Firefly followed his wing and nodded obediently. She was impatient to get going, but she stayed quiet.
“Pay attention now,” Elder said. “You might need this information someday.”
“I already know all about the constellations, Elder!”
“You don’t know everything, Firefly. For instance, what would you do if you were far away from Firefly Hollow, and your wings were very tired, and you didn’t think you could keep going?”
“That would never happen to me.”
“But what if it did?”
“You’d come rescue me!”
“What if I was sound asleep and I didn’t know you’d sneaked out?”
“Well, then, I’d . . . I’d just keep going.”
“I’m glad to hear that. But there’s another maneuver that might be useful in that circumstance. Let me show it to you.”
Elder flew up to the top branch of the white pine.
“Watch,” he said. “See what I do with my wings.”
He let them float up above his head and then . . . he stopped fluttering them. His head drooping, Elder floated down, down, down.
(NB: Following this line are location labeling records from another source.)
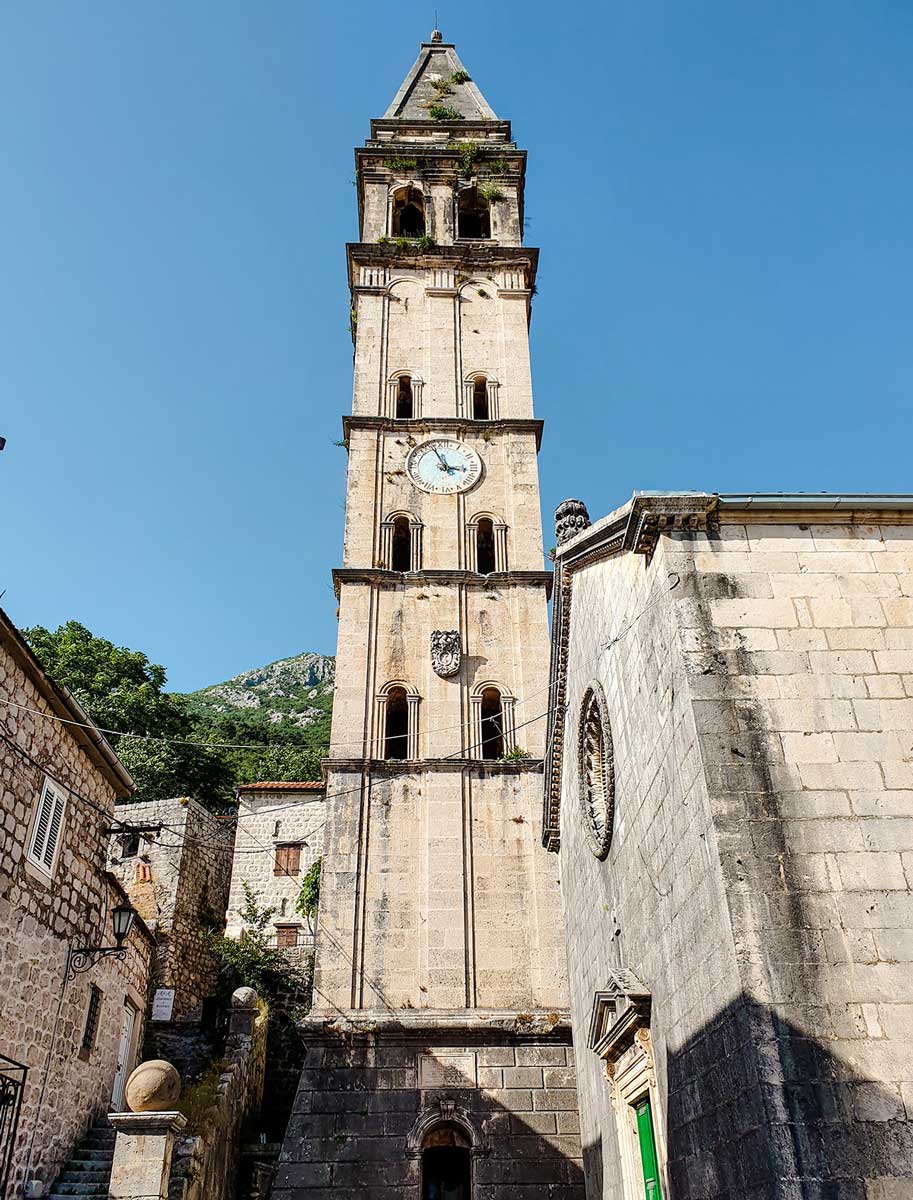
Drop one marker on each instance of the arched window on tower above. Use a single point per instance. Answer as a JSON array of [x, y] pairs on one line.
[[492, 732], [480, 399], [401, 543], [446, 1165], [404, 397], [397, 721], [408, 216], [485, 546], [474, 219], [396, 730], [401, 546]]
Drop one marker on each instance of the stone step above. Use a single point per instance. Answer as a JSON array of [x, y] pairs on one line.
[[73, 1174]]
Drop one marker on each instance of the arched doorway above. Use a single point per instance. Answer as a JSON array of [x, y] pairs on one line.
[[446, 1171]]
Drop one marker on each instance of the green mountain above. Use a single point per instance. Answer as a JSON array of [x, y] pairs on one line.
[[283, 707]]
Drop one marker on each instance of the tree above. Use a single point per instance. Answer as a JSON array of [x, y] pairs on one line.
[[124, 691]]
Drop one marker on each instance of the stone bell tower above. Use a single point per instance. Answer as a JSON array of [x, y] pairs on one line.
[[438, 1051]]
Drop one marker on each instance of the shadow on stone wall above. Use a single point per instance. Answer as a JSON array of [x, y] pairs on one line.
[[354, 1115], [756, 1109]]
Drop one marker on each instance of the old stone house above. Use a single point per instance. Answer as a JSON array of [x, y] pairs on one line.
[[280, 837], [72, 1024], [730, 787], [175, 863]]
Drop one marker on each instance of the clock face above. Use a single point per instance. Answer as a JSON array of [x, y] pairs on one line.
[[444, 466]]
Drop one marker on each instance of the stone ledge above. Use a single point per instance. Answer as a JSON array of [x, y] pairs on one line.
[[413, 766]]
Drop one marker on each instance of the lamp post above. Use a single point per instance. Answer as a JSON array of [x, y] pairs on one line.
[[83, 958]]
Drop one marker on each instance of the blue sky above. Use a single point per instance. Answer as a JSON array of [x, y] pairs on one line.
[[721, 193]]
It was a mesmerizing sight.
“Your wings are like a parachute, Elder!” she shouted.
Just when he had built up enough speed that Firefly was beginning to worry, Elder lowered his wings and pulled up right in front of her.
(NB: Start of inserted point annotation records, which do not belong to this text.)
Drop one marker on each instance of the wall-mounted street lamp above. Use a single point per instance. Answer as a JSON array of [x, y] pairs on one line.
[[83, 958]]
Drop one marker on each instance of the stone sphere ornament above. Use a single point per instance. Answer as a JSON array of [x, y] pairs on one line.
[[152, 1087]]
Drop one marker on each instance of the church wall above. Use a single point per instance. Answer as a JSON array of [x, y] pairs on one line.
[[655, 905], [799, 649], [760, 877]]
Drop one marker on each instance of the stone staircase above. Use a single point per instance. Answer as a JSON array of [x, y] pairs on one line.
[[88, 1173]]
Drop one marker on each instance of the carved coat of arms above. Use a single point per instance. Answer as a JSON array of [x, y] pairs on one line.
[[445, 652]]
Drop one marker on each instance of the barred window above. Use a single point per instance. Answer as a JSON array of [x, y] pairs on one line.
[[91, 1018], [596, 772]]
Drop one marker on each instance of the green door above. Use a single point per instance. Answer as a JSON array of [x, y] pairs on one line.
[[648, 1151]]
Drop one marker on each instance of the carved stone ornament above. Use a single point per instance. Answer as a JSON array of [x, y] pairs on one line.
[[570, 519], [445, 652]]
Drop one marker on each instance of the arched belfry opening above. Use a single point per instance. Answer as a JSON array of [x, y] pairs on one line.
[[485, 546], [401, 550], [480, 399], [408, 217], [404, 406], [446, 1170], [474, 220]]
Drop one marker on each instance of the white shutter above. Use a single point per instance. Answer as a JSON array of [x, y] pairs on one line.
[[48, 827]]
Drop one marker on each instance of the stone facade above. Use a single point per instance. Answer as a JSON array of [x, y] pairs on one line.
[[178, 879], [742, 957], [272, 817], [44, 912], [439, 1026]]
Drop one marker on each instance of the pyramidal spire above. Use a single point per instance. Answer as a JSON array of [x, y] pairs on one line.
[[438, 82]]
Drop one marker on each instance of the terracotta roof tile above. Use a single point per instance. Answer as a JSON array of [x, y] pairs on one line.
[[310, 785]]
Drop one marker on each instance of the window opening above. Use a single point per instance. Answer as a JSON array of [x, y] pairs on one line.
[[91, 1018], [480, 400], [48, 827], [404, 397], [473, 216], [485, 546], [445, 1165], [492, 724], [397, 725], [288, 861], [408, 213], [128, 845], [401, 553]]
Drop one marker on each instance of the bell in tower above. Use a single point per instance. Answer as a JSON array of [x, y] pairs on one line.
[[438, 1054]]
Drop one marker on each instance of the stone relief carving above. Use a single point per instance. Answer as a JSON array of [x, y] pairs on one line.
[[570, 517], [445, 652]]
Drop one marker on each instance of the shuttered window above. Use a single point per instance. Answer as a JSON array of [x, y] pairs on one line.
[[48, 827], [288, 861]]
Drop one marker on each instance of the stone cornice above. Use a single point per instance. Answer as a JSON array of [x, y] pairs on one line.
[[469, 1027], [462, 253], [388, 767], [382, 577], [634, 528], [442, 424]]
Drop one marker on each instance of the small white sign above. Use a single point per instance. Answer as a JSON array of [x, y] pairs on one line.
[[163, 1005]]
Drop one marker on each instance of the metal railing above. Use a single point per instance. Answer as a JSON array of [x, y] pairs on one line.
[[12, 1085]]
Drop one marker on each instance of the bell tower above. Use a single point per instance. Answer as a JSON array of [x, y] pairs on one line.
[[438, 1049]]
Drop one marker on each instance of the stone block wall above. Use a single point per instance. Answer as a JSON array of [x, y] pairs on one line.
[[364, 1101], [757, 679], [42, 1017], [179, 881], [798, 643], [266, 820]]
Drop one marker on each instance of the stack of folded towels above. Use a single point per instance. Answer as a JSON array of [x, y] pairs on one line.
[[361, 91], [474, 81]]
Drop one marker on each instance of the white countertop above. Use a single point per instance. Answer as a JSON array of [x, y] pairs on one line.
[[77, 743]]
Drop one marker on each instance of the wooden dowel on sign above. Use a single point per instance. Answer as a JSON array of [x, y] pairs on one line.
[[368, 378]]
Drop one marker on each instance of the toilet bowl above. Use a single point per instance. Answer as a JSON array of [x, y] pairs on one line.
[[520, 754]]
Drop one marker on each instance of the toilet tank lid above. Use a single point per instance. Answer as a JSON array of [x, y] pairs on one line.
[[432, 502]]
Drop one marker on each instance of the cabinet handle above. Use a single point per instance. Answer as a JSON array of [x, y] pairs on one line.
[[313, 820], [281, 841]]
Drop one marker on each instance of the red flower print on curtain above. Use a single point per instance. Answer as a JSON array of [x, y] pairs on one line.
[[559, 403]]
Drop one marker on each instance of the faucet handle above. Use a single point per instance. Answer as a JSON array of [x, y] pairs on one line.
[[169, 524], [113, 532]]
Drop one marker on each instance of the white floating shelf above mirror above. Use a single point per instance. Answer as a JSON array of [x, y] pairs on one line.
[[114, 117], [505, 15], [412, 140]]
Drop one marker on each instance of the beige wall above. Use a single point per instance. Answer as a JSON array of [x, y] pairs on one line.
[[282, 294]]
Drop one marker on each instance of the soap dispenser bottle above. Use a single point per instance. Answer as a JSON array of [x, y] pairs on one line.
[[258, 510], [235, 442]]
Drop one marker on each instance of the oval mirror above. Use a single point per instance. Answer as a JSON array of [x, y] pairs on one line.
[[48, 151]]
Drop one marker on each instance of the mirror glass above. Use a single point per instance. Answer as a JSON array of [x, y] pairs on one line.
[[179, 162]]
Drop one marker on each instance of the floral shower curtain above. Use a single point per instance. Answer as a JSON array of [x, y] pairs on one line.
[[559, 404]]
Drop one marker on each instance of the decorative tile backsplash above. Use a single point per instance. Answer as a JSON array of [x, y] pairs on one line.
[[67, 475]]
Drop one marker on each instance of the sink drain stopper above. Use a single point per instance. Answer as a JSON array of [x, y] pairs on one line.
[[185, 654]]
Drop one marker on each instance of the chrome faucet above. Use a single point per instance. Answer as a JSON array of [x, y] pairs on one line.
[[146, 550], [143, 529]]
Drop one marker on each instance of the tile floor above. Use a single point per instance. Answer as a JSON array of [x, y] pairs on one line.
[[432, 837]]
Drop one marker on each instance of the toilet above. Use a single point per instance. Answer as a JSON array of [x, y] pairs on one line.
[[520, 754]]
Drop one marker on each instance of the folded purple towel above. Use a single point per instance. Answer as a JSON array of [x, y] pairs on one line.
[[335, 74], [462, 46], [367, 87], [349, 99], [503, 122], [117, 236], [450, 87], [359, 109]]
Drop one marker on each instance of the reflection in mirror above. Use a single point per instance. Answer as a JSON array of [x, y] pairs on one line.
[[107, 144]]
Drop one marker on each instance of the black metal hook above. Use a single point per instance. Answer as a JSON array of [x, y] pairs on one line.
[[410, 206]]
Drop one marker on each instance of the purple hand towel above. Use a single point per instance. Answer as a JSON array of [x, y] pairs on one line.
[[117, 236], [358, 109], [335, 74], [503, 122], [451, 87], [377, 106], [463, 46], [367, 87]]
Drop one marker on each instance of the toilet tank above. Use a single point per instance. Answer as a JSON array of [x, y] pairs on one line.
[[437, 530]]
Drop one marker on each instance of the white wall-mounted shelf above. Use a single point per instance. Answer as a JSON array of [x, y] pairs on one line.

“Exactly,” he said, hovering. “That’s why I call it parachute formation. It will keep you aloft for a few minutes while you rest your wings.”
“Can I learn it?”
“You can. Just make sure that you practice it far away from the other elders.”
She blinked their secret code: fast fast fast, looooong loooooong, which in this case meant Of course. Then she gathered her wings behind her and straightened up.
“May I go now?” she said.
He nodded, then floated backward and disappeared into the dark tree. With a mighty stroke of her wings, Firefly arrowed herself toward the river. Once out of the clearing, she found the animal path and stayed a few feet above it, pushing herself forward until she was fully out of the forest. Her wings were tired after a long night’s flying, but she was determined.
Cricket music rose all around her. The closer she got to the river, the closer she listened. This was the farthest from the hollow tree that she’d ever been. She listened hard.
Over there!
The song was coming from the riverbank, just in front of a clump of tiger lilies.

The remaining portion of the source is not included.